I am very new to SAS and I am trying to generate a population data set of categorical variables. I need to get a data set with 400 observations and 99 variables. The first column (Variable 1) will have 4 1's and 396 0's, the second column (Variable 2) will have 8 1's and 392 0's, and so on and so forth until the last column (Variable 99) will have 396 1's and 4 0's. I have been trying to generate this data set but had no luck so far. I believe I have to make use of MACROS and DO-LOOPS, ARRAYS and maybe even nested LOOPS.
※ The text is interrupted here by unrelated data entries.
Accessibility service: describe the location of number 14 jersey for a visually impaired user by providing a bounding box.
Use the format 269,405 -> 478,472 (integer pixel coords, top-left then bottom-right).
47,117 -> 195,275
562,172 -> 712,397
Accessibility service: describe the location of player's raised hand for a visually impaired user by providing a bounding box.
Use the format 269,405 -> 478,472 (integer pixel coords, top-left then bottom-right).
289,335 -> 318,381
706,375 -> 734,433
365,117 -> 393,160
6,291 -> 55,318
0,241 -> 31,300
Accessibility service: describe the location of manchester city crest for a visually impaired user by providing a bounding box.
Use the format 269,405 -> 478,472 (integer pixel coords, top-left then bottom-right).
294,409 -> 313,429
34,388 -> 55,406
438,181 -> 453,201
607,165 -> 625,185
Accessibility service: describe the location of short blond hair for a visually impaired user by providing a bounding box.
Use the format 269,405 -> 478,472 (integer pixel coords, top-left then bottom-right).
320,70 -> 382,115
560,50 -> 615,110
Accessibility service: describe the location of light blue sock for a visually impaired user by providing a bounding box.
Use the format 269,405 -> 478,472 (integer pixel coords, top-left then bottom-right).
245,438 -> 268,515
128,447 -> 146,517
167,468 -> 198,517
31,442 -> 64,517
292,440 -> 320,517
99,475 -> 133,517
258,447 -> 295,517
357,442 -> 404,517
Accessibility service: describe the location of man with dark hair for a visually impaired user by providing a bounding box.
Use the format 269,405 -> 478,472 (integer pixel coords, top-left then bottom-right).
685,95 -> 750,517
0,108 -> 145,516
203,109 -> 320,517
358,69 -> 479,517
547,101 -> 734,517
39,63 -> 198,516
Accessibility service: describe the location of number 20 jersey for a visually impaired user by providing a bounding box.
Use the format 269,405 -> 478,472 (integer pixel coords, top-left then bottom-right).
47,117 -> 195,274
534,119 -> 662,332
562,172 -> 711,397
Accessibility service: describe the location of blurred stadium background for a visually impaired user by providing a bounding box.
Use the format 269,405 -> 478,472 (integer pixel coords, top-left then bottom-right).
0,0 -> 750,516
So far this is what I have but I am pretty I am far from the actual solution;
DATA population;
ARRAY pop V1-V99;
DO N=1 TO 400;
DO i=1 TO dim(pop);
pop(i)=.....;
END;
DROP i;
DROP N;
END;
RUN;
Not really sure how this will help, but this seems to get you there:
First create the rows/columns values in a long list and then flip to a wide structure as desired. This is dynamic and easily modified for any number of rows/columns or selection of 1s. The 1's are just selected in order, you didn't specify if they needed to be random or sequential.
data have;
*loop over 99 columns;
do col=1 to 99;
*create row values, using 4 rule and basic math for loop counting;
do row=1 to 400;
if row <= col*4 then val=1;
else val=0;
output;
end;
end;
run;
*sort for transpose;
proc sort data=have;
by row col;
run;
*flip to desired structure;
proc transpose data=have out=want prefix=COL;
by row;
var VAL;
id col;
run;
*check # of 1's per col;
proc means data=want N SUM;
var COL1-COL99;
run;